Efemorav
Efemorav

Reputation: 143

Jest testing mongoose model instantiation

I'm trying to test a REST API built with express and mongoose, I'm using jest and supertest for the http calls; also I'm relatively new to testing with javascript.

When testing a creation url I wan't to make sure the instantiation is called using just the req.body object but I'm not sure how to do it, after reading a lot about differences between mock objects and stubs and some of the Jest documentation my last try looks like this:

test('Should instantiate the model using req.body', done => {

  const postMock = jest.fn();

  const testPost = {
    name: 'Test post',
    content: 'Hello'
  };

  postMock.bind(Post); // <- Post is my model

  // I mock the save function so it doesn't use the db at all
  Post.prototype.save = jest.fn(cb => cb(null, testPost));

  // Supertest call
  request(app).post('/posts/')
  .send(testPost)
  .then(() => {
    expect(postMock.mock.calls[0][0]).toEqual(testPost);
    done();
  })
  .catch(err => {throw err});

});

Also I would like to know how to manually fail the test on the promise rejection, so it doesn't throws the Timeout - Async callback was not invoked within timeout specified by jasmine.DEFAULT_TIMEOUT_INTERVAL.

Upvotes: 2

Views: 2103

Answers (1)

Cisco
Cisco

Reputation: 22952

As it stands, you're performing more of a integration test rather than isolating the route handler function itself and testing just that.

First I would break away the handler for /posts/ to its own file (assuming you haven't done this already):

controllers/post-controller.js

const Post = require('./path/to/models/post')

exports.store = async (req, res) => {
  const post = await new Post(req.body).save()
  res.json({ data: post }
}

Next simply use the handler wherever you defined your routes:

const express = require('express')
const app = express()
const postController = require('./path/to/controllers/post-controller')

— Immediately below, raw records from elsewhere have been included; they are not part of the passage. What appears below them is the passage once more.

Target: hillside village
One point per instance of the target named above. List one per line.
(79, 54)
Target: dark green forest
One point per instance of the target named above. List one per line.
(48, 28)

app.post('/posts', postController.store)

With this abstraction we can now isolate our postController.store and test that it works with req.body. Now since we need to mock mongoose to avoid hitting an actual database, you can create a mocked Post like so (using the code you already have):

path/to/models/__mocks__/post.js

const post = require('../post')

const mockedPost = jest.fn()
mockedPost.bind(Post)

const testPost = {
  name: 'Test post',
  content: 'Hello'
}


Post.prototype.save = jest.fn(cb => {
  if (typeof cb === 'function') {
    if (process.env.FORCE_FAIL === 'true') {
      process.nextTick(cb(new Error(), null))
    } else {
      process.nextTick(cb(null, testPost))
    }
  } else {
    return new Promise((resolve, reject) => {
      if (process.env.FORCE_FAIL === 'true') {
        reject(new Error())
      } else {
        resolve(testPost)
      }
    })
  }
})

module.exports = mockedPost

Notice the check for process.env.FORCE_FAIL if for whatever reason you wanted to fail it.

Now we're ready to test that using the req.body works:

post-controller.test.js

// Loads anything contained in `models/__mocks__` folder
jest.mock('../location/to/models')

const postController = require('../location/to/controllers/post-controller')

describe('controllers.Post', () => {
  /**
   * Mocked Express Request object.
   */
  let req

  /**
   * Mocked Express Response object.
   */
  let res

  beforeEach(() => {
    req = {
      body: {}
    }
    res = {
      data: null,
      json(payload) {
        this.data = JSON.stringify(payload)
      }
    }
  })

  describe('.store()', () => {
    test('should create a new post', async () => {
      req.body = { ... }
      await postController(req, res)
      expect(res.data).toBeDefined()

      ...
    })

    test('fails creating a post', () => {
      process.env.FORCE_FAIL = true
      req.body = { ... }

      try {
        await postController.store(req, res)
      } catch (error) {
        expect(res.data).not.toBeDefined()

        ...
      }
    })

  })
})

This code is untested, but I hope it helps in your testing.